All entities entrusted with data processing ensure appropriate data protection and security measures as required by law.
6. Automated Decision-Making and Profiling
The Controller does not make decisions about you based on automated processing, nor does it perform profiling as defined in Article 22 of the GDPR.
7. Data Security Measures
The Controller implements appropriate technical and organisational measures to ensure the security of personal data processing, in accordance with GDPR requirements. Communication with our services is encrypted using the TLS/SSL protocol. In all systems where particularly sensitive personal data is stored (e.g., customer data on certificates, payment data), we use multi-factor authentication (MFA), such as two-factor login (2FA) or hardware security keys compliant with the FIDO standard.
8. Data Subject Rights
In connection with the processing of your personal data, you have the following rights:
• Right of access (Article 15 GDPR)
• Right to rectification (Article 16 GDPR)
• Right to erasure (“right to be forgotten”) (Article 17 GDPR) – subject to limitations when processing is required by law (e.g., invoice or annual report retention)
• Right to restriction of processing (Article 18 GDPR)
• Right to data portability (Article 20 GDPR)
• Right to object to processing based on the Controller’s legitimate interest (Article 21 GDPR)
• Right to withdraw consent at any time, if processing is based on consent (without affecting the lawfulness of processing carried out before the withdrawal)

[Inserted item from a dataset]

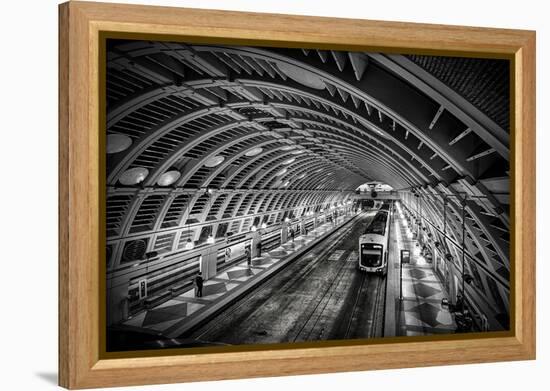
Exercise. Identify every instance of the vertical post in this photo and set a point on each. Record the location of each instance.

To exercise these rights, please contact us at: info@safe-lead.solutions
You also have the right to lodge a complaint with a supervisory authority. The competent authority for the Controller is the Dutch Data Protection Authority (Autoriteit Persoonsgegevens, AP). More information is available at: https://autoriteitpersoonsgegevens.nl/
9. Transfers of Data Outside the European Economic Area (EEA)
Due to the use of service providers such as Stripe, your personal data may be transferred to third countries, i.e., outside the European Economic Area (e.g., the United States). The Controller ensures that such transfers are based on appropriate legal mechanisms, such as the European Commission’s Standard Contractual Clauses, which guarantee an adequate level of data protection.
9a. Data Storage Location within the European Economic Area (EEA)
Your personal data is stored exclusively on servers located within the European Economic Area (EEA), as follows:
• safe-lead.eu is hosted by nazwa.pl, with infrastructure located in Poland.
• safe-lead.solutions (the main website and online store) is hosted by OVH SAS, with servers located in France.
• The contact form available on the safe-lead.solutions website was created using a tool provided by Mobirise (Netherlands). Mobirise only provides the technical infrastructure for message transmission and does not store or process the submitted data. Information entered into the form is delivered directly to the Administrator’s email address.
The Administrator bears sole responsibility for securing the server environment, configuring the services, and ensuring the security of data processing.
10. Changes to the Privacy Policy
The Controller reserves the right to amend this Privacy Policy. The current version will always be available on the Controller’s website. Clients will be informed of any significant changes by email.